Kacey Doran, Childhood Studies (PhD)
Faculty Advisor: Dr. Meredith Bak
Nintendo’s Legend of Zelda series has had one of the greatest impacts on global gaming. Like most other games of its prominence, less work has been done on the female and nonbinary player’s connection with the game than their male counterparts. Additionally, the relationship between players and rideable characters, like the horse Epona from the franchise, aren’t afforded the same attention as other elements of narrative and gameplay. My paper and presentation will consider if, as in media before it, there is a connection between girl players and Epona in the Legend of Zelda videogames.

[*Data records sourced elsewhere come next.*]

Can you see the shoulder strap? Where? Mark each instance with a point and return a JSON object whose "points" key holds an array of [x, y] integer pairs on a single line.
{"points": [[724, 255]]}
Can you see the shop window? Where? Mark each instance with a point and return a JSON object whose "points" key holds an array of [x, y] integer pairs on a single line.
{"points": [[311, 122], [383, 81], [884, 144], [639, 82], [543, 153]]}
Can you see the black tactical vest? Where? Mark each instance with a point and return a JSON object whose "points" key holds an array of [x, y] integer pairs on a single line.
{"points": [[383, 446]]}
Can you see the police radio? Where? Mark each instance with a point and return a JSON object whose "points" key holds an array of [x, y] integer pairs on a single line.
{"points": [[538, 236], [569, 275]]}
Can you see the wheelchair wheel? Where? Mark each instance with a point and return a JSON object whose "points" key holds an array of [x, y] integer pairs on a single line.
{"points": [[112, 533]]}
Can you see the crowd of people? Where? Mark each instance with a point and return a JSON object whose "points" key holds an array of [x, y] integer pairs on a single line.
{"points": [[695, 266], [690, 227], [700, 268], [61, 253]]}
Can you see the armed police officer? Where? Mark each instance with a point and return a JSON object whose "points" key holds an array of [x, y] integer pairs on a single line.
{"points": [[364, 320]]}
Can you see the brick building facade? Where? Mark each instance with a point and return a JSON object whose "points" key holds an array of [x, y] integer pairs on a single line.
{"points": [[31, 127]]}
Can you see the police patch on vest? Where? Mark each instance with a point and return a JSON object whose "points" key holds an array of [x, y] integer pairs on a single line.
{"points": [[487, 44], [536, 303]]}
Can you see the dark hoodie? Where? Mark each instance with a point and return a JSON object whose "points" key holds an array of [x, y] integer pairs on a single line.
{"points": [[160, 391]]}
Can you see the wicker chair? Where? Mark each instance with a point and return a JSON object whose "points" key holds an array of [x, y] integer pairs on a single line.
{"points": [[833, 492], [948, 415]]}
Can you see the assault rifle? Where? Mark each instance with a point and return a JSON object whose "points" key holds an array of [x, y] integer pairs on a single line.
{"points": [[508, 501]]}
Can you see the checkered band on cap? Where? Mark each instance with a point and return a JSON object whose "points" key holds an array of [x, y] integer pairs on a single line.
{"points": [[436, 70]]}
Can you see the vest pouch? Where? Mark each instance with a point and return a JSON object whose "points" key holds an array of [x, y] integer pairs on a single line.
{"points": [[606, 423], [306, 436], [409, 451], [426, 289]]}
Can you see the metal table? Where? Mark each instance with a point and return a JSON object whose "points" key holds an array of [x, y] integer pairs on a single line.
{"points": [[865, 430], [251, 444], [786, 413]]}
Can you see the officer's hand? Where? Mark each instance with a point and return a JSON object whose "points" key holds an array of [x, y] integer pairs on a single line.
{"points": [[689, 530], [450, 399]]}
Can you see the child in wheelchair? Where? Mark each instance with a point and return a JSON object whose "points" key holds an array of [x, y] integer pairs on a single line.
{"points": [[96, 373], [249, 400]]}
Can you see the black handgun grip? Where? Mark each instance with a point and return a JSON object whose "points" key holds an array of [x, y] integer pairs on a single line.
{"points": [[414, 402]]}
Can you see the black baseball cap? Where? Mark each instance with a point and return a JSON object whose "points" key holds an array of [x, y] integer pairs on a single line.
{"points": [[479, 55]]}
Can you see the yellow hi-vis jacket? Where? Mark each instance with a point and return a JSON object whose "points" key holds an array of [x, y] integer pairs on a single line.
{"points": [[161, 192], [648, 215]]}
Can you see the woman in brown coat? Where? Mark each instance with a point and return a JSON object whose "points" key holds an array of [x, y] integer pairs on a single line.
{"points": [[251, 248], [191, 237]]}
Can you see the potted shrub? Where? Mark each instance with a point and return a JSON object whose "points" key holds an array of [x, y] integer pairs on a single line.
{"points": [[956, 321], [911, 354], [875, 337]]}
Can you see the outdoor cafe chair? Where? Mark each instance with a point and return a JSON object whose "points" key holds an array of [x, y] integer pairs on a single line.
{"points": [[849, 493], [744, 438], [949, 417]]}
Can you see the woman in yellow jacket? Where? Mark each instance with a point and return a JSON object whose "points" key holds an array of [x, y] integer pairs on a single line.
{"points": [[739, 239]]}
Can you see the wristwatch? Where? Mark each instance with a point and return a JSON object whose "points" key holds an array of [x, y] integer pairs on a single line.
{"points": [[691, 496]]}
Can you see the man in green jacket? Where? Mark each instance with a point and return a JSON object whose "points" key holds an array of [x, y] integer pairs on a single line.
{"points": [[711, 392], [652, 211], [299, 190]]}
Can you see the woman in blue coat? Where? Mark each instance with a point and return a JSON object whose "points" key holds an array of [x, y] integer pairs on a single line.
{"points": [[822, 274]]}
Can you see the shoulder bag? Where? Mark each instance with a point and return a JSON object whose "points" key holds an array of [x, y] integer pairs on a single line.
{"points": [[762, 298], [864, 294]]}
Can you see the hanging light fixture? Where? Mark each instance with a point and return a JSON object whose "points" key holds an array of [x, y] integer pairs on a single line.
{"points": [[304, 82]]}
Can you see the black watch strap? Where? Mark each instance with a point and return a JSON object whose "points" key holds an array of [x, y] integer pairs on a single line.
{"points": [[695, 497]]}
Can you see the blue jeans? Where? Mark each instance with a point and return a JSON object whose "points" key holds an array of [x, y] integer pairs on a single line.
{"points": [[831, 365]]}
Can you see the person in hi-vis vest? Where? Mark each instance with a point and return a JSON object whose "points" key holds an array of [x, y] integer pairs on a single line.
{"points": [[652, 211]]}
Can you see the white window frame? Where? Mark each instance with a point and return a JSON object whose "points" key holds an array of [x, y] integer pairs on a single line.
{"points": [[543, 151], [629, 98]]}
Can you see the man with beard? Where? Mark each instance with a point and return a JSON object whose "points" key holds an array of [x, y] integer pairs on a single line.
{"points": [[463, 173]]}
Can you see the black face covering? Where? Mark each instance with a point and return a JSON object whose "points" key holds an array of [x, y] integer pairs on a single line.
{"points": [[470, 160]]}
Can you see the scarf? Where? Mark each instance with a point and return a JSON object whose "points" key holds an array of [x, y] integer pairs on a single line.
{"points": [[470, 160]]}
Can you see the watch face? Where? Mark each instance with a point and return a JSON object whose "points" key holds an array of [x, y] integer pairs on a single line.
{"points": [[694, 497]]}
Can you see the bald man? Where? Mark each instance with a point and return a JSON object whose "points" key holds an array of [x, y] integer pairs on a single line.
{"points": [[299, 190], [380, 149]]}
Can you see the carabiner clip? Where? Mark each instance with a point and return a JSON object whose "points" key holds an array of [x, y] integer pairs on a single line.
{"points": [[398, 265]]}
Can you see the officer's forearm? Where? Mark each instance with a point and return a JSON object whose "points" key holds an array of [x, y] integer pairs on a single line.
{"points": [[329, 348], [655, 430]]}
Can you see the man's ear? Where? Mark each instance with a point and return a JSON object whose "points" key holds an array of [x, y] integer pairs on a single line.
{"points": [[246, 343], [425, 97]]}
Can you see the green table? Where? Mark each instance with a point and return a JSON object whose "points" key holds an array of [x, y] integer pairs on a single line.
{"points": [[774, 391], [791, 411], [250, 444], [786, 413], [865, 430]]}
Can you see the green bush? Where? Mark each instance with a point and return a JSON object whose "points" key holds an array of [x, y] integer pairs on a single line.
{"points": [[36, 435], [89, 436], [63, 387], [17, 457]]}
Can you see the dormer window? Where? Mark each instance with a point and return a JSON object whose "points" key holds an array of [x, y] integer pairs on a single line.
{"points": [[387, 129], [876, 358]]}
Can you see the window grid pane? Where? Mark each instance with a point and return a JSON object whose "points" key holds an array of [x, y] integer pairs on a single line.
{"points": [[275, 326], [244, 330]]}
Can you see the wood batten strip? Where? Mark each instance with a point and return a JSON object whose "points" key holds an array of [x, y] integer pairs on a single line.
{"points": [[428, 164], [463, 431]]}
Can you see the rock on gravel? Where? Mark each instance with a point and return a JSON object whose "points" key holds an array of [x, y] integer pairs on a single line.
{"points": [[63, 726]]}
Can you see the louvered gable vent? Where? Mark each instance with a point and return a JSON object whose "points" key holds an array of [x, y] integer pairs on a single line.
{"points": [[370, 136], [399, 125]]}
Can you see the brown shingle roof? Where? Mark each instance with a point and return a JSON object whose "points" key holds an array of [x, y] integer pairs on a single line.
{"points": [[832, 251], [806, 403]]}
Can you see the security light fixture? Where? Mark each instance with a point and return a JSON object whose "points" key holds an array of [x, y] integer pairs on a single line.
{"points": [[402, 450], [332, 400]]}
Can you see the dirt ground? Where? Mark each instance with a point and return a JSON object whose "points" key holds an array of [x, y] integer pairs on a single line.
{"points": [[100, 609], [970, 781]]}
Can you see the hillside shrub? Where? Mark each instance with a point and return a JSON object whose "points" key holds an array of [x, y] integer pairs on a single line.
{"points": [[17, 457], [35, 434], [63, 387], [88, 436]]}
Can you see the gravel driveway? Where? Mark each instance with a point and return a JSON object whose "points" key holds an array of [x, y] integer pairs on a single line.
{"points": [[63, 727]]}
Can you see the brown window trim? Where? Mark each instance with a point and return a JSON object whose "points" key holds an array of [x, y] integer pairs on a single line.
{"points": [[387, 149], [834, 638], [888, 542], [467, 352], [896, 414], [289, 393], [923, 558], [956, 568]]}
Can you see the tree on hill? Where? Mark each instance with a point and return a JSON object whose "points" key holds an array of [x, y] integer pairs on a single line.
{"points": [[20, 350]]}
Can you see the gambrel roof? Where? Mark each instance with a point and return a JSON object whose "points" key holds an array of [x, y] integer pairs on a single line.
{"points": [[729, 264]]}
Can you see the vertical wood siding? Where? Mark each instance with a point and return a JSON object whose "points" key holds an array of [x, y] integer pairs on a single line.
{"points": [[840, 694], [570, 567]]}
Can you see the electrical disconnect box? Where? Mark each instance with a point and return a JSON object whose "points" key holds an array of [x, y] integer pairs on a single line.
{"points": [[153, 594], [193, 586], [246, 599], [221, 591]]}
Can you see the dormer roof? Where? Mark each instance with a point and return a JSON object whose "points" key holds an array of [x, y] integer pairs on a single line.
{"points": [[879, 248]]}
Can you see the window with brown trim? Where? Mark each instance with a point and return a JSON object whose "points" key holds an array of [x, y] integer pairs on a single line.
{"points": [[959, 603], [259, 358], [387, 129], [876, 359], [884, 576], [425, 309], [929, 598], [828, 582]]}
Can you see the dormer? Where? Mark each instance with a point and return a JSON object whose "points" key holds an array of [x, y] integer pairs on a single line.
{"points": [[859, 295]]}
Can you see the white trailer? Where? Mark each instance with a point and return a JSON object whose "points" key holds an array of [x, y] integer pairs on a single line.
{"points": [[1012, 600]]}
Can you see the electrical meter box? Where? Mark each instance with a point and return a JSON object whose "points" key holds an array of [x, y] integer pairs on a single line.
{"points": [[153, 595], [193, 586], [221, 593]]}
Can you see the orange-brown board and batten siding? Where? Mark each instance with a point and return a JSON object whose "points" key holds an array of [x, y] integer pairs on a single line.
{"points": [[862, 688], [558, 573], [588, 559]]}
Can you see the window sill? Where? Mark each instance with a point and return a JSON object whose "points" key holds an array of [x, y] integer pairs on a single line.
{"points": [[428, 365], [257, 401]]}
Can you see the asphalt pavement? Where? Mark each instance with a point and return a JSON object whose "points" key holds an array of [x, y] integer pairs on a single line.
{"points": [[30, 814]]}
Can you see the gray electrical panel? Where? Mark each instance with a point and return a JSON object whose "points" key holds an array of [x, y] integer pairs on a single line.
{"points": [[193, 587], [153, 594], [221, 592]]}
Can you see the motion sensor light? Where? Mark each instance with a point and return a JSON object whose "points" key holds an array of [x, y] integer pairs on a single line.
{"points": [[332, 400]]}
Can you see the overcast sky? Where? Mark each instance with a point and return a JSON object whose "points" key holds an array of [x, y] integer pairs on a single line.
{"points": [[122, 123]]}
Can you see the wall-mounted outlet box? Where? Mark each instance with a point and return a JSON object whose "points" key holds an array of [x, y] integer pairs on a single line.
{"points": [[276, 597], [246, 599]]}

I will review fan art, promotional materials, qualitative interviews, and cutscenes from both the original Nintendo 64 releases and the Nintendo DS 3D re-releases of The Legend of Zelda: Ocarina of Time (1998; 2011) and The Legend of Zelda: Majora’s Mask (2000; 2015). Additionally, I will review literature on girls and horses in children’s literature, film, and companion animals in videogames. My theoretical emphases will resemble that of Valerie Walkerdine and Henry Jenkins: cultural research on videogames that examine the interrelational and spacial elements of videogames. My work also engages with reflexivity akin to research on fan art and the girl/horse connection across media. Ultimately, I seek to add to add more perspectives that go beyond the one (heteronormative white male) currently dominating historical records of videogames and use multi-disciplinary strategies to show how audience and character relationships have evolved through different children’s media.